Wicked is the opposite of kind. Where kind domains are constant, confined, structured, wicked means that the rules are constantly changing, the boundaries are always moving, the terms are rarely the same. It means that hours of specialized practice is actually unhelpful because it entrenches a specific unattached way of thinking about the world. People who thrive in the wicked (real) world are adaptable, curious, able to bring ideas together, to look at the big picture, to think strategically.

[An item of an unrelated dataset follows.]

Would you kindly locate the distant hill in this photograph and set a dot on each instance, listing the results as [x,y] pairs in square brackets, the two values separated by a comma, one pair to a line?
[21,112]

They try lots of different things, they have hobbies, they embrace varying inputs. Even most sports, while including some kind aspects, are mostly wicked. Children tend to do better by experimenting among many different sports instead of specializing in one early on because of the additional benefit of learning varying movements and strategies. The early specializers who find success (eg: Tiger Woods who excelled in golf, a more kind sport) are the exception, not the rule, and probably aren’t the people we should be emulating.
Today, the world is more wicked than ever. Specialized tasks are more and more handled by machines and computers. The ability to think widely has become more and more important. We all must specialize to some degree, we’ve got specific responsibilities, and specific things we need to get done. But don’t be afraid to experiment, detour, adapt, create, and read Range!